Entre 2008 et 2009, Israël a mené l’opération « plomb durci » contre le Hamas pour mettre fin aux tirs de roquettes sur les villes israéliennes à proximité. « Je ne peux ici que reformuler mon appel au gouvernement israélien de Benyamin Netanyahu de permettre l’accès pour les convois humanitaires, commerciaux et de personnes ». Le ministre réitère aussi sa demande qu’Israël se retire des colonies : « Ces provocations permanentes que sont les implantations de colons alimentent les extrémistes. » Il termine néanmoins sur une note optimiste : « J’espère que dans un an aux Nations unies, un État palestinien sera accueilli et que dans les deux pays, Israël et Palestine, des ambassadeurs seront accrédités. » (la Palestine accèdera au statut d’État-observateur à l’ONU en 2012). Mais Asselborn répète ces complaintes et condamnations en 2010 et en 2011. Israël ne sera en sécurité que lorsque son gouvernement cessera ses politiques discriminatoires et la colonisation.

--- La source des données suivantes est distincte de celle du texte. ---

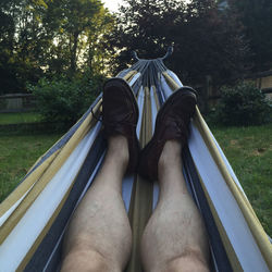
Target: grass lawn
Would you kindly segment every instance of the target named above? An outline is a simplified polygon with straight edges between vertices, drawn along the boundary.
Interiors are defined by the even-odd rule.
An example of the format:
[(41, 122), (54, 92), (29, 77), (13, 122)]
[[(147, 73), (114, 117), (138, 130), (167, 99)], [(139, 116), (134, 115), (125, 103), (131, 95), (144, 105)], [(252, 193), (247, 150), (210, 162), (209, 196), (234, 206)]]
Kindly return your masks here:
[(0, 202), (61, 136), (57, 133), (12, 136), (0, 134)]
[(272, 237), (272, 124), (211, 131)]
[(0, 113), (0, 125), (36, 123), (40, 122), (40, 120), (41, 115), (36, 112)]

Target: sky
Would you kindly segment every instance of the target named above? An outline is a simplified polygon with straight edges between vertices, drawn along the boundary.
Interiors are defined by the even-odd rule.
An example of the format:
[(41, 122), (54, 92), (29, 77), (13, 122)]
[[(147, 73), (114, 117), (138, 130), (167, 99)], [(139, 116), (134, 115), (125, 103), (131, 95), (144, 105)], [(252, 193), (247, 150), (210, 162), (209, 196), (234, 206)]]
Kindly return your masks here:
[(108, 8), (110, 11), (118, 11), (119, 4), (121, 4), (122, 0), (102, 0), (104, 2), (104, 7)]

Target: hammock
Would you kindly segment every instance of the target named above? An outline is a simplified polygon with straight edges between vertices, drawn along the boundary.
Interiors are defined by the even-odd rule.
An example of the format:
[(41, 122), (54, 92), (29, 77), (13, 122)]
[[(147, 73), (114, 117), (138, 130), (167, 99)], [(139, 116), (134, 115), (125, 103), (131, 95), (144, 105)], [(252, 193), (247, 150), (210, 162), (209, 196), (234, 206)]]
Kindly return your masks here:
[[(164, 57), (166, 58), (171, 52)], [(163, 59), (139, 60), (118, 77), (137, 97), (137, 135), (144, 147), (156, 114), (182, 83)], [(82, 119), (29, 170), (0, 205), (0, 271), (58, 271), (64, 232), (75, 208), (99, 171), (107, 150), (101, 95)], [(272, 246), (237, 177), (198, 108), (183, 150), (183, 173), (205, 220), (214, 271), (271, 271)], [(126, 271), (141, 271), (139, 240), (158, 201), (158, 184), (125, 176), (123, 199), (133, 228)]]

Le 25 novembre 2014, confirmé au ministère des Affaires étrangères, cette fois sous l’autorité de Xavier Bettel, Jean Asselborn procède au décompte macabre du déferlement de violence qui s’est joué à Gaza : « L’été le plus meurtrier avec 2 200 victimes, dont 1 473 civils, 521 enfants et 283 femmes (…) dans une zone sept fois plus petite que le Luxembourg regroupant 1,8 millions de personnes. » Pour Jean Asselborn, le Luxembourg peut reconnaître la Palestine « en principe » de façon bilatérale, « Une telle reconnaissance doit servir à la paix et ne pas avoir qu’une portée symbolique. Nous devons lui donner les meilleures chances dès le départ. Ainsi je pense que les négociations entre les parties doivent reprendre ». Il poursuit : « Un État palestinien n’est pas un cadeau aux Arabes, mais la pierre angulaire de la paix au Proche-Orient. » Quelques jours plus tard, la Chambre vote une motion invitant le gouvernement à reconnaître la Palestine « au moment qui sera jugé le plus opportun ».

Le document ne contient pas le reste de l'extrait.